KARACHI: The rupee maintained downward drive for the seventh straight session ahead of the likely hike in key interest rate on Tuesday.
The rupee further weakened Rs1.44 to Rs161.30 to the US dollar in intra-day trade in the inter-bank market.
“The rupee came under pressure [against the US dollar] on forecast for a further pickup in inflation,” Taurus Securities’ analyst Mustafa Mustansir said while talking to The Express Tribune.
The State Bank of Pakistan (SBP) is strongly expected to hike key interest rate by 100 basis points to rein the future inflation in the afternoon.

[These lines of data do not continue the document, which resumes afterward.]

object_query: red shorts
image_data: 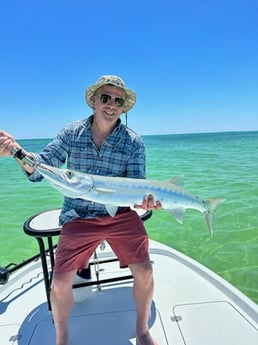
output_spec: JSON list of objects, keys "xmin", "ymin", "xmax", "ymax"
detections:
[{"xmin": 54, "ymin": 208, "xmax": 150, "ymax": 273}]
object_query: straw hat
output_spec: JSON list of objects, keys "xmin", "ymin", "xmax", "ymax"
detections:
[{"xmin": 85, "ymin": 75, "xmax": 136, "ymax": 113}]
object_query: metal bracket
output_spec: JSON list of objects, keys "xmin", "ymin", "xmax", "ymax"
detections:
[{"xmin": 171, "ymin": 315, "xmax": 182, "ymax": 322}]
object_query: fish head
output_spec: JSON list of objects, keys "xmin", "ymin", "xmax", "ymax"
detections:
[{"xmin": 36, "ymin": 164, "xmax": 93, "ymax": 198}]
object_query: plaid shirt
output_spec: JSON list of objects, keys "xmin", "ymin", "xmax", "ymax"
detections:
[{"xmin": 29, "ymin": 115, "xmax": 146, "ymax": 225}]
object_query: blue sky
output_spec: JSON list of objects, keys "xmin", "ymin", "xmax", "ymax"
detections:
[{"xmin": 1, "ymin": 0, "xmax": 257, "ymax": 139}]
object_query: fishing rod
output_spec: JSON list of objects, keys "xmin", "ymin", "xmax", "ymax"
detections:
[{"xmin": 11, "ymin": 147, "xmax": 35, "ymax": 167}]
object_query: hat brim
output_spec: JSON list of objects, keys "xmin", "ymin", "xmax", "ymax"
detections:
[{"xmin": 85, "ymin": 82, "xmax": 136, "ymax": 113}]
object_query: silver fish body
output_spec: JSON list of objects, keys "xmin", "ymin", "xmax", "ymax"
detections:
[{"xmin": 36, "ymin": 163, "xmax": 225, "ymax": 235}]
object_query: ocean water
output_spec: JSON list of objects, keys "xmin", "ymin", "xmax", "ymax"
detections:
[{"xmin": 0, "ymin": 132, "xmax": 257, "ymax": 304}]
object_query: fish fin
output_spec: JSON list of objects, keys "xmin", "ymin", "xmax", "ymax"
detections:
[
  {"xmin": 167, "ymin": 208, "xmax": 186, "ymax": 223},
  {"xmin": 105, "ymin": 205, "xmax": 119, "ymax": 217},
  {"xmin": 204, "ymin": 198, "xmax": 226, "ymax": 236},
  {"xmin": 95, "ymin": 187, "xmax": 116, "ymax": 193},
  {"xmin": 168, "ymin": 176, "xmax": 184, "ymax": 187}
]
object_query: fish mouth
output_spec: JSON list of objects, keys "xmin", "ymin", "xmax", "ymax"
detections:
[
  {"xmin": 39, "ymin": 164, "xmax": 55, "ymax": 173},
  {"xmin": 38, "ymin": 164, "xmax": 60, "ymax": 178},
  {"xmin": 38, "ymin": 165, "xmax": 78, "ymax": 183},
  {"xmin": 37, "ymin": 164, "xmax": 73, "ymax": 194},
  {"xmin": 37, "ymin": 164, "xmax": 65, "ymax": 181}
]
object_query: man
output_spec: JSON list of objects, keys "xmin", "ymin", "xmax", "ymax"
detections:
[{"xmin": 0, "ymin": 75, "xmax": 161, "ymax": 345}]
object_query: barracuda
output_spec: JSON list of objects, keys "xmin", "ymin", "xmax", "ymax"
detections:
[{"xmin": 36, "ymin": 163, "xmax": 225, "ymax": 235}]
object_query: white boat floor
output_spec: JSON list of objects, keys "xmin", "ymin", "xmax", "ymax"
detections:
[
  {"xmin": 1, "ymin": 240, "xmax": 258, "ymax": 345},
  {"xmin": 21, "ymin": 286, "xmax": 167, "ymax": 345}
]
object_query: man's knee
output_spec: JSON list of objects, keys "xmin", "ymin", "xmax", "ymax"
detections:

Earlier in the past six sessions, the currency dropped a cumulative Rs2.54, or 1.61 per cent, since Monday last week, closing at Rs159.86 on Monday (yesterday).
The analyst noted the drop in the rupee was not unexpected since it had recovered Rs5-6 to around Rs157 in the prior week. “The rupee has lost on renewed buying in dollars at discounted price,” he said.
“The central bank may come into action again when rupee advances its march towards around Rs162-165,” he said, recalling the central bank came into action about two weeks ago when the rupee lost to around Rs165 in the inter-bank market.
Going forward, the rupee would remain under pressure due to scheduled repayment of foreign debt worth around $37-38 billion over the next couple of years.
“The pressure further mounted on rupee when an international court of the law imposed penalty worth $6 billion on Pakistan in Reko Diq case, a couple of days ago” Mustansir said.
He said the International Monetary Fund (IMF) assessment that the rupee would lose to Rs172 by 2020 was also playing on currency market participants’ minds despite IMF made clarification in this regard, he said.